OPINI: Demokratisasi AI Membutuhkan Komputasi yang Heterogen dan Ekosistem Terbuka

AI sebenarnya bukanlah hal baru. AI telah bekerja bersama manusia selama bertahun-tahun, mulai dari mengurangi kesalahan produksi hingga membantu pengguna mengambil gambar yang lebih baik pada smartphone.

Simon Chan
Berdasarkan opini dari: Simon Chan

Managing Director, Sales, Marketing & Communications Group, Intel - Southeast Asia, South Asia and ANZ

Simon Chan, Managing Director, Sales, Marketing & Communications Group, Intel - Southeast Asia, South Asia and ANZ
Simon Chan, Managing Director, Sales, Marketing & Communications Group, Intel - Southeast Asia, South Asia and ANZ. Liputan6.com/Abdillah

Liputan6.com, Jakarta - Awal tahun ini, Intel Corporation menggelar Intel Vision. Salah satu topik terhangat yang dibahas pada acara tersebut adalah kecerdasan buatan (AI).

Terlepas dari semua sensasinya, AI bukanlah hal baru. AI telah bekerja bersama manusia selama bertahun-tahun, mulai dari mengurangi kesalahan produksi hingga membantu pengguna mengambil gambar yang lebih baik pada smartphone mereka.

Sudah menjadi rahasia umum bahwa AI dapat merevolusi industri dan meningkatkan kehidupan dengan berbagai cara. Di Indonesia, misalnya, kepolisian telah menggunakan AI untuk mendeteksi pelanggaran lalu lintas dalam program Electronic Traffic Law Enforcement (ETLE), dan para peneliti telah mengembangkan metode berbasis pembelajaran mesin untuk mengidentifikasi jenis kanker darah (Leukemia).

Namun, AI telah mendominasi berita utama global dalam beberapa bulan terakhir, berkat kemunculan ChatGPT--aplikasi generative AI yang mengambil sejumlah besar data yang dicerna untuk meniru konten yang dibuat oleh manusia.

Yang telah dilakukan ChatGPT adalah memudahkan orang-orang untuk memahami kekuatan AI, dan bahwa setiap orang siap melakukan eksplorasi dengan AI di ujung jari mereka.

Hasilnya, gelombang baru AI ini telah mendorong banyak perusahaan mencari cara untuk meningkatkan kemampuan AI mereka. Memang, AI tidak lagi hanya tentang asisten suara.

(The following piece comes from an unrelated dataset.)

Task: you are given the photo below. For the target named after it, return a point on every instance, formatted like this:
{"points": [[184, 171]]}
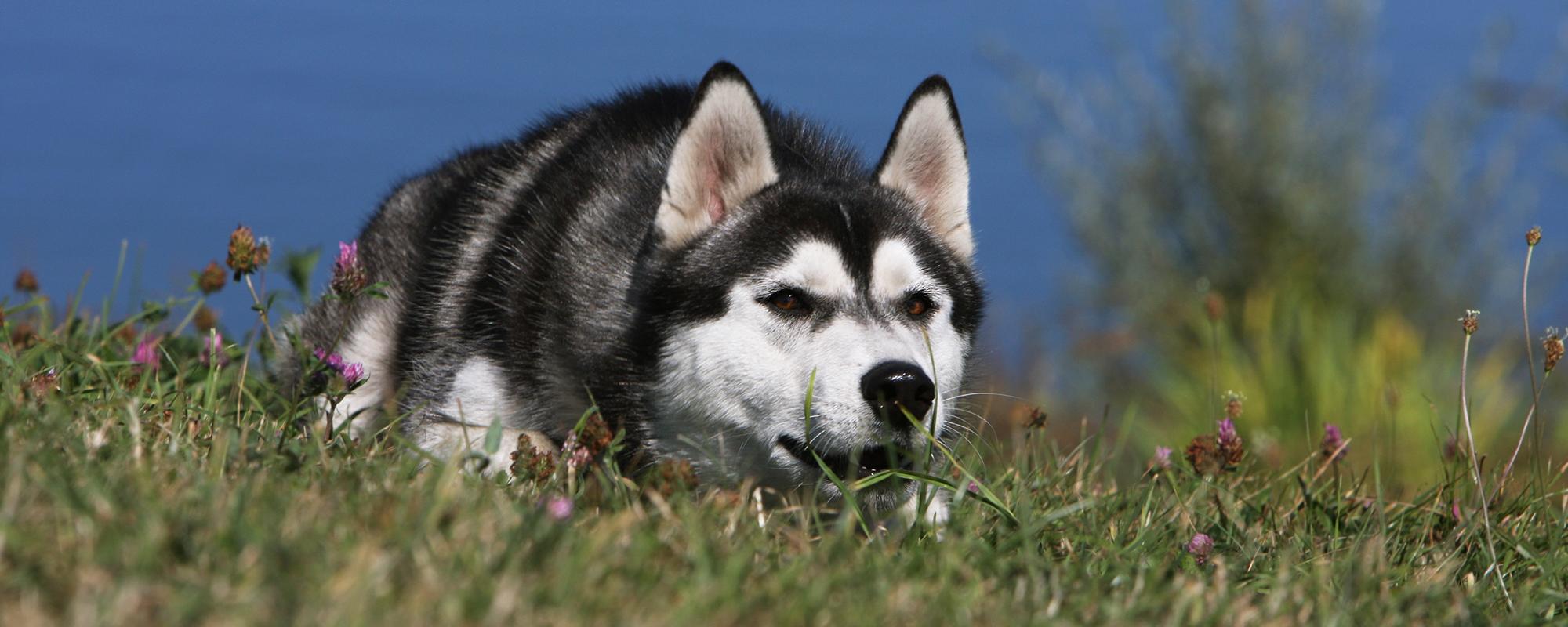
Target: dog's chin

AI telah menjadi lebih menarik dan dapat membantu orang-orang dengan berbagai cara, seperti membuat kode situs web, atau menciptakan musik dan karya seni baru.

Namun, apa yang jarang dibicarakan adalah kompleksitas komputasi yang diperlukan untuk berhasil menerapkan AI. Dari perangkat elektronik consumer hingga perangkat edge dan cloud, permintaan komputasi mau tidak mau akan melonjak seiring dengan berkembangnya AI.

Demokratisasi AI Dimulai dengan Komputasi

Model AI di masa depan hanya akan mencerna data dalam jumlah yang lebih besar untuk menghasilkan respons yang berguna bagi berbagai perusahaan.

Untuk memulai dengan langkah yang benar, suatu organisasi atau perusahaan harus memulai dengan tantangan bisnis yang ingin mereka pecahkan atau hasil bisnis yang ingin mereka capai, dan memanfaatkan AI dengan cara yang efisien dan hemat biaya dengan komputasi dan software yang tepat, yang diperlukan untuk mengaktifkannya.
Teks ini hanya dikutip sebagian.